My Colored Battalion
MAJOR WARNER A. ROSS
BY Major Warner A. Ross
DEDICATED TO THE American Colored Soldier
WARNER A. ROSS, Publisher 7367 North Clark St. CHICAGO
Copyright 1920 by Warner A. Ross
You have done me this honor tonight because you know that I was the commander of a wonderful fighting Infantry Battalion composed entirely (myself excepted) of American colored officers and colored men.
You know, too, that for some time, during the Great World War, we were in the very front lines of that magnificent wave of determined Allies in France who held and at last swept back the fiendish forces of autocracy and tyranny and made it possible for liberty loving people to continue their slow but steady progress toward true Democracy.
You would like to hear a great deal about that battalion from its white commander because you know it was made up of brave men and backed by brave women of your own color who did their duty by you and by their country and did it well. Your presence here and the expression on your faces proves that you are deeply, hopefully interested in the integrity and in the advancement of your race.
You would like to know something about me as a soldier too, I suppose, because you have been told I was the best friend the colored soldier had. I am afraid that word best makes it unjustly strong, for the colored soldier has many white friends. Nevertheless, I am glad I had the privilege and the opportunity to prove that my efforts in the common cause, the Allies’ cause, were not one bit hampered or lessened because my officers and men were colored.
One thing is certain, there was no doubt about the Americanism of my outfit, no question of hyphens, no fear that their love for or their hatred of some other nation exceeded their love for our own. The devotion, the patriotism, the loyalty of the American Negro is beyond question. My only claim is that I treated him justly—that’s all he needs or asks.

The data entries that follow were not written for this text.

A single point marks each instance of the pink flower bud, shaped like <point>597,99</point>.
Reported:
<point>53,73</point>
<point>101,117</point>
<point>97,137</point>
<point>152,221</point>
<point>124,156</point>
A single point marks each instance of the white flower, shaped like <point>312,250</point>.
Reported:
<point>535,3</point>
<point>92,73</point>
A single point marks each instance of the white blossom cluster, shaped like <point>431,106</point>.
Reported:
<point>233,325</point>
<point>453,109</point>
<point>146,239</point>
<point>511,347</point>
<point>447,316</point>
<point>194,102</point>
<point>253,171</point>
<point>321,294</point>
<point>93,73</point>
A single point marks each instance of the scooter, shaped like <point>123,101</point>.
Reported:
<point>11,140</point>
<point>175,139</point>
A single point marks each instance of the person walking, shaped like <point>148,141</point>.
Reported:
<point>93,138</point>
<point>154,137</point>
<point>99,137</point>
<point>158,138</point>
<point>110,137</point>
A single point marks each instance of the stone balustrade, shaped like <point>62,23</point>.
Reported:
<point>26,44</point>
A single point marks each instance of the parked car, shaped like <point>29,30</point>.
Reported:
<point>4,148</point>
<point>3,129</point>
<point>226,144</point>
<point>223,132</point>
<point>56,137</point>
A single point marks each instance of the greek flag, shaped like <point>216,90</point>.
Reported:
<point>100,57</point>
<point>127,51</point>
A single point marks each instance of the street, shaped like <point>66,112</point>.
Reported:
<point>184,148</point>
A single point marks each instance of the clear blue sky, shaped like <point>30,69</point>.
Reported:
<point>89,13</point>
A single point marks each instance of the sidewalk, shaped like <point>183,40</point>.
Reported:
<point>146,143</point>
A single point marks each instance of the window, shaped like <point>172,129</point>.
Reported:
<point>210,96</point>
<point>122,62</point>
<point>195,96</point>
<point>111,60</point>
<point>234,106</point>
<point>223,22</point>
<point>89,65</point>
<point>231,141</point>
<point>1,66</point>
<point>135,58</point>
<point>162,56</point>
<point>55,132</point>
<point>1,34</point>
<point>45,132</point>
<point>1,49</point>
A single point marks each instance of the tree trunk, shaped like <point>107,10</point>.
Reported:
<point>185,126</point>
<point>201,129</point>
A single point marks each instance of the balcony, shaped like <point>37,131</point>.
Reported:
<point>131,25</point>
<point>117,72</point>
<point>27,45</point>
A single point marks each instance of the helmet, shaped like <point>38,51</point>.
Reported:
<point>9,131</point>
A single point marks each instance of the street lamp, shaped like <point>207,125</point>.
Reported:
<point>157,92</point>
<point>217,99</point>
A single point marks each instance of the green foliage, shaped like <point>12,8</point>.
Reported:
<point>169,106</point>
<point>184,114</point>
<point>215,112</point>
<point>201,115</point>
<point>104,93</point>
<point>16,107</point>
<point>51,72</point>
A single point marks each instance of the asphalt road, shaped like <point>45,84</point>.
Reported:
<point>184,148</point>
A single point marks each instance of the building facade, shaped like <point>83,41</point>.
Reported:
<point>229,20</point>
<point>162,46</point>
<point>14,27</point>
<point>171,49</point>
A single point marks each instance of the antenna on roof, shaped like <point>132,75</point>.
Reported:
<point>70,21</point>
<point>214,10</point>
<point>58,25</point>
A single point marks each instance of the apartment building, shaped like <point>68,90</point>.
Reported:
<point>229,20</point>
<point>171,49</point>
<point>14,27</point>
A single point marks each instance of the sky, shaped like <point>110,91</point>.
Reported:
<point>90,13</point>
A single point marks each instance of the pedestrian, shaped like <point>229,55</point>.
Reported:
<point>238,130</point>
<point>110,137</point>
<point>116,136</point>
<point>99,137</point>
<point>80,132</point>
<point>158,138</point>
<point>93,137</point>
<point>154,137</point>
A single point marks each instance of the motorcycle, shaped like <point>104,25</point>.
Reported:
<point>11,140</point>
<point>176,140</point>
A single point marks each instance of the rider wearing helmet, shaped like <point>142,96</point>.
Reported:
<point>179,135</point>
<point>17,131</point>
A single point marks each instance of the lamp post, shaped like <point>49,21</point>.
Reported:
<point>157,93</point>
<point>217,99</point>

The Second Battalion of the Three Hundred and Sixty-fifth United States Infantry (the battalion we are considering) was a remarkable organization, in many ways, in spite of many things, a wonderful organization. In the battle line and out of the battle line, before the armistice and after the armistice, there was not a phase of military art or of the awful game of war at which this battalion did not excel. At going over the top, attacking enemy positions, resisting raids and assaults, holding under heavy shell fire, enduring gas of all kinds, at patrolling no-man’s land, at drill, on hard marches, in discipline and military courtesy, at conducting itself properly in camp or in French villages, and in general all around snappiness, it excelled in all.